Over the last couple of days I have been reading “jPod” by Douglas Coupland. My other half read “Microserfs” many years ago and has repeatedly told me I need to read it because it reflects her view of my world - the world of a software developer.
Before starting on what I think of it so far, it’s only reasonable to repeat what the fly-sheet has to say about it;
Ethan and his five co-workers are marooned in JPod, a no-escape architectural limbo on the fringes of a massive game-design company. There they wage battle against the demands of boneheaded marketing staff who torture them with idiotic changes to already idiotic games. Meanwhile, Ethan’s personal life is being invaded by marijuana grow-ops, people-smuggling, ballroom dancing, global piracy and the rise of China. Everybody in both worlds seems to inhabit a moral grey zone, and nobody is exempt, not even his seemingly strait-laced parents or Coupland himself.
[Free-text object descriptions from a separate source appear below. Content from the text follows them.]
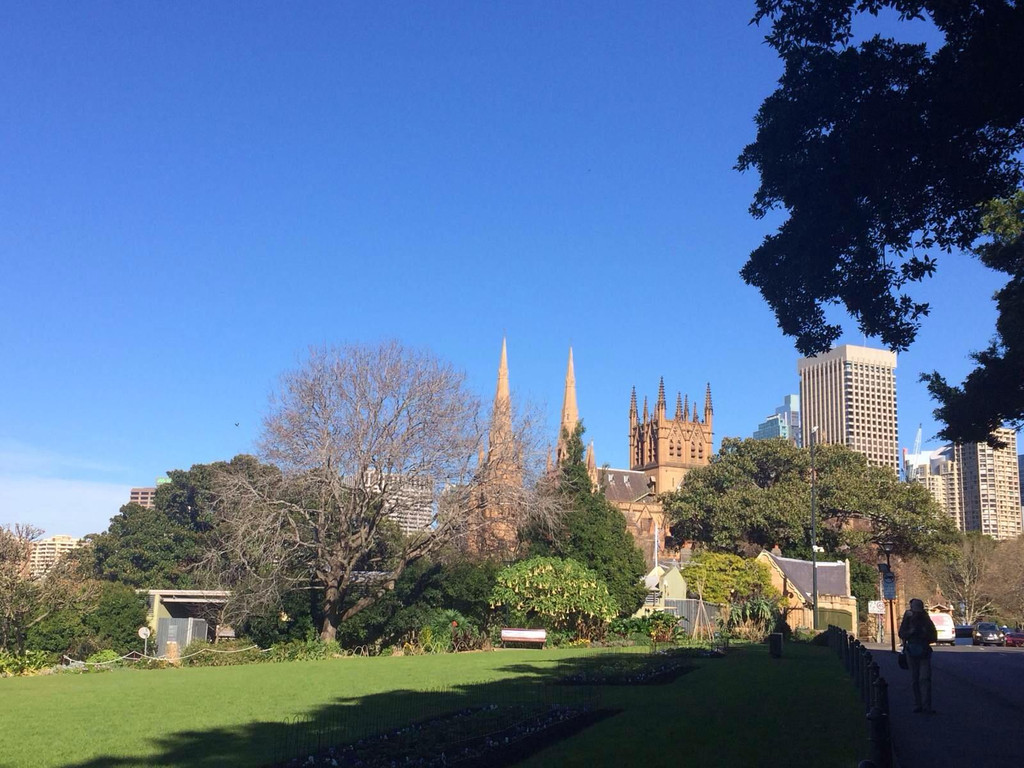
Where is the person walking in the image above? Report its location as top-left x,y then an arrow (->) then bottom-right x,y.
898,598 -> 938,714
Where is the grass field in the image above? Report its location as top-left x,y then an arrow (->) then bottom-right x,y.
0,644 -> 866,768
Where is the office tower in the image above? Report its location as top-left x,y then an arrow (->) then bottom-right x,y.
956,428 -> 1021,540
798,344 -> 898,473
28,535 -> 83,578
753,394 -> 802,447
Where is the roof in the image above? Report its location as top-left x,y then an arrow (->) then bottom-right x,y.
762,552 -> 850,598
599,468 -> 655,504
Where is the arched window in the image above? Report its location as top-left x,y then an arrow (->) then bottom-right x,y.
691,441 -> 696,459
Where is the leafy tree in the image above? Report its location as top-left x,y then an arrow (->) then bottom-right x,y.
681,551 -> 777,606
86,456 -> 277,589
739,1 -> 1024,443
85,583 -> 148,653
526,423 -> 647,616
490,556 -> 617,639
664,438 -> 957,559
87,503 -> 200,588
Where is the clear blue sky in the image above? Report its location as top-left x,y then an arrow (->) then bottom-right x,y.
0,3 -> 1008,537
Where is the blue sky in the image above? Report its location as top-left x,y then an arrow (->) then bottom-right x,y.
0,3 -> 1009,537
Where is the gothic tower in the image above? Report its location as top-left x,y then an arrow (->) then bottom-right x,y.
555,347 -> 579,465
628,379 -> 714,493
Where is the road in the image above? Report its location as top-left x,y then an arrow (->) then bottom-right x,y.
866,642 -> 1024,767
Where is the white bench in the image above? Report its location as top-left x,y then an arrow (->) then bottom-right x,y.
500,628 -> 547,648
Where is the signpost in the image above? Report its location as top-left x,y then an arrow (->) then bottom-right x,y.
881,569 -> 898,652
138,626 -> 151,657
868,600 -> 885,615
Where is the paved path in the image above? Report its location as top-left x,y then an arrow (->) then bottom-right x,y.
865,643 -> 1023,768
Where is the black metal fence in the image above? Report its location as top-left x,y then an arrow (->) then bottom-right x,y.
824,625 -> 893,768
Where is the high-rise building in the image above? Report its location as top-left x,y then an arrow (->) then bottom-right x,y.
956,428 -> 1021,540
28,535 -> 83,578
798,344 -> 898,473
905,446 -> 963,530
753,394 -> 802,447
129,487 -> 157,507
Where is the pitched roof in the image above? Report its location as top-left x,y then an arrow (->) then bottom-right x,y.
599,468 -> 655,504
763,552 -> 850,598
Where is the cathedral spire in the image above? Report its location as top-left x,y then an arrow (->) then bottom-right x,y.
488,337 -> 512,462
682,393 -> 689,421
586,440 -> 596,473
556,347 -> 579,465
656,377 -> 666,417
629,386 -> 638,426
704,382 -> 713,420
642,395 -> 649,423
693,401 -> 699,422
675,392 -> 683,420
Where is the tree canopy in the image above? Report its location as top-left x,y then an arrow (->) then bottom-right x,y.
663,438 -> 958,560
740,1 -> 1024,442
525,423 -> 648,616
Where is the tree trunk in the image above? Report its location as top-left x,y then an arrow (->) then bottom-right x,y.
320,584 -> 341,642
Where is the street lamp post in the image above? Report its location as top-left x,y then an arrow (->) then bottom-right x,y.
810,426 -> 819,630
879,539 -> 897,652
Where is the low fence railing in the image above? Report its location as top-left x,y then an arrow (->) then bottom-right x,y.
824,625 -> 893,768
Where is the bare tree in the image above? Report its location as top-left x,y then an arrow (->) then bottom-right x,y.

I wasn’t sure I was going to like jPod when I started reading it (yesterday) - it seemed to have no story - it meandered along. Then while reading it this morning I realised it was just like my own life - only my own life isn’t filled with drug dealing parents, people trafficking, or any other such extremes.
I can relate to the daily idiotic exchanges of pointless inanety between cubicles though. It really does happen. When the book opens with everybody penning letters to Ronald McDonald, I had the biggest smile. For many months myself and a couple of colleagues passed quiet moments by inventing silly-but-plausible people’s names - such as “Sue Mowrestler”, and “Jenny Talia”.